You might want to look deeper. I've been away from that specific element for a while and never was that deeply into it; but, IIRC, the default base LPAR changed from 0 to 1 somewhere around V5R3, possibly with systems new with V5R4?

But what happens if, say, a 170 (not LPARed, probably not even capable of it), which reports its LPAR as 00, gets updated to V5R4? Is it still 00, or does it automagically start reporting its LPAR as 01?

Wish I could give an authoritative answer. Best I can offer is that (1) _my_ 170 sure ain't ever gonna have V5R4 installed and (2) more appropriately to your situation, I don't recall any machine LPAR _changing_ to something else.

I put together a fairly useful 'hack' that allows us to issue unique LPP licenses either for a physical machine (all LPARs within a serial number) or for a particular LPAR. So far, we haven't seen any cases where i5/OS (nor OS/400) reported a license being invalidated due to upgrades.

But, it's only been in the wild for a couple years. Maybe that's long enough to gauge. It seems better to me than assuming LPAR 0 for an absolute default, at least from what's known at the moment.

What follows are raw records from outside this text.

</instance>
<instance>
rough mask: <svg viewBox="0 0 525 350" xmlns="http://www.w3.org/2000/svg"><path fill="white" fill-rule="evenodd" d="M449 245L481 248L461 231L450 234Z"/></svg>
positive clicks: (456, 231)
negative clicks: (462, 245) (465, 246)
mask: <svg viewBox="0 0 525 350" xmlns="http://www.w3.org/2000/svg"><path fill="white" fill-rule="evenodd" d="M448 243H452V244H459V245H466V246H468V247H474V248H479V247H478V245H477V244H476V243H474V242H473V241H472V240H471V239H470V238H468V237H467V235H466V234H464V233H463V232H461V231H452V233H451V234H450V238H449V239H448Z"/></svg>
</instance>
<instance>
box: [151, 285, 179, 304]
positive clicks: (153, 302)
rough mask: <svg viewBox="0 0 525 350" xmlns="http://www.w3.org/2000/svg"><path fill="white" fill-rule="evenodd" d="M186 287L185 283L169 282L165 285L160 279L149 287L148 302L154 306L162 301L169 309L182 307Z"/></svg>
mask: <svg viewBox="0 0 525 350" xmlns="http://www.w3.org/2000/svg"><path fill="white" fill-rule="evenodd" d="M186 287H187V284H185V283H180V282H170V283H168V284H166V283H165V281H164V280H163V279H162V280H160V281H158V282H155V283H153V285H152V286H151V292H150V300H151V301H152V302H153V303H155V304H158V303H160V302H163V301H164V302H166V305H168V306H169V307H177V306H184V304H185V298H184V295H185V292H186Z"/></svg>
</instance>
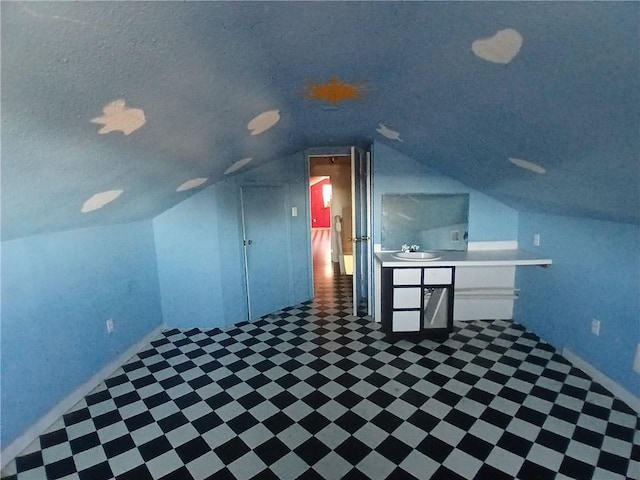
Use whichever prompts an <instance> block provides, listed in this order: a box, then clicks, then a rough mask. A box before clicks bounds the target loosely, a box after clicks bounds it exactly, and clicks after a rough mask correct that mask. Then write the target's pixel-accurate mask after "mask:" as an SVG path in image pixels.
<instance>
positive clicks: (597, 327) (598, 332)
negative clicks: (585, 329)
mask: <svg viewBox="0 0 640 480" xmlns="http://www.w3.org/2000/svg"><path fill="white" fill-rule="evenodd" d="M591 333H593V334H594V335H600V320H598V319H597V318H592V319H591Z"/></svg>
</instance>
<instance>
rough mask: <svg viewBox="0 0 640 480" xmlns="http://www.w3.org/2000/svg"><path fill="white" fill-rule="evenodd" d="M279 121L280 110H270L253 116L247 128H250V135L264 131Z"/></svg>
mask: <svg viewBox="0 0 640 480" xmlns="http://www.w3.org/2000/svg"><path fill="white" fill-rule="evenodd" d="M279 121H280V110H270V111H268V112H263V113H261V114H260V115H258V116H256V117H254V118H253V119H252V120H251V121H250V122H249V123H248V124H247V129H249V130H251V135H259V134H261V133H263V132H266V131H267V130H269V129H270V128H271V127H273V126H274V125H275V124H276V123H278V122H279Z"/></svg>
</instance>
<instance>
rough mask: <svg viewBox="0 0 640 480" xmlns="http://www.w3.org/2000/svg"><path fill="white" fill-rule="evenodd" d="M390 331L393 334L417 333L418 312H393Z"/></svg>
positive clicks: (403, 311)
mask: <svg viewBox="0 0 640 480" xmlns="http://www.w3.org/2000/svg"><path fill="white" fill-rule="evenodd" d="M391 330H392V331H393V332H394V333H395V332H419V331H420V310H409V311H395V312H393V319H392V324H391Z"/></svg>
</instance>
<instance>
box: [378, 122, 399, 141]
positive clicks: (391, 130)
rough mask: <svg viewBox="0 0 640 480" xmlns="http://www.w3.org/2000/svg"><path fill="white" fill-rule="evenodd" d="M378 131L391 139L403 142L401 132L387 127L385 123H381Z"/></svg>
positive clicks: (378, 132) (380, 133) (391, 139)
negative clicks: (385, 125)
mask: <svg viewBox="0 0 640 480" xmlns="http://www.w3.org/2000/svg"><path fill="white" fill-rule="evenodd" d="M376 131H377V132H378V133H379V134H380V135H382V136H383V137H387V138H388V139H389V140H397V141H398V142H401V141H402V139H401V138H400V132H396V131H395V130H391V129H390V128H387V127H385V126H384V125H383V124H380V126H379V127H378V128H376Z"/></svg>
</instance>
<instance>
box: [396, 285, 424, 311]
mask: <svg viewBox="0 0 640 480" xmlns="http://www.w3.org/2000/svg"><path fill="white" fill-rule="evenodd" d="M421 299H422V288H421V287H417V288H413V287H411V288H394V289H393V308H420V301H421Z"/></svg>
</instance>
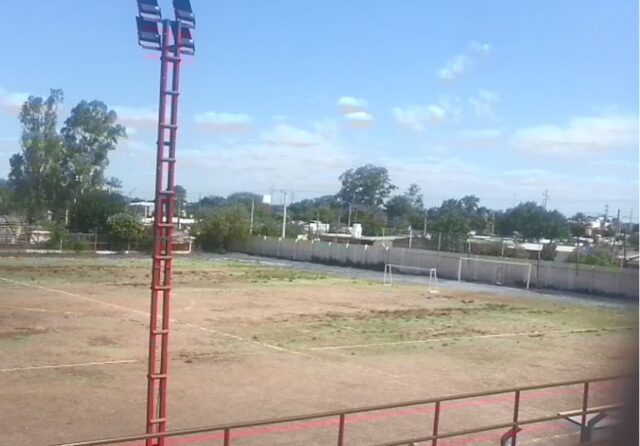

In our case, we don't need to use a default LPAR# because I can determine if the license was _intended_ for an LPAR. If intended for a non-LPAR customer (because the customer requested one), it's reflected in what I get back from the licensing APIs. I don't check the LPAR# unless the API indicates that I should; and the materialized LPAR then should correlate with what the licensing API returned.

I figure our licenses now are as secure as IBM's because we use their APIs to generate, enter, retrieve and verify/test; and if anything goes really wrong, I mostly get my bosses looking at IBM rather than me. And if nothing else, switching to the IBM scheme has our customers seeing familiar IBM panels and commands in place of what we have been working to get rid of. (Not building that stuff into our latest products was almost worth the switch all by itself.)

Not much consolation for you at this point, I'm sure. But it's a degree of evidence for you that a given system image should remain reasonably reliable. It's been that way for us. (Then again, we take advantage of the 'grace period' facility too. An LPAR change wouldn't raise alarms much for us. Nevertheless, I suspect I'd be dragged in by my boss to explain.)

If I had better info for you, I'd pass it on. Looks like Vern had some solid info. Everything he wrote seemed to match my memory.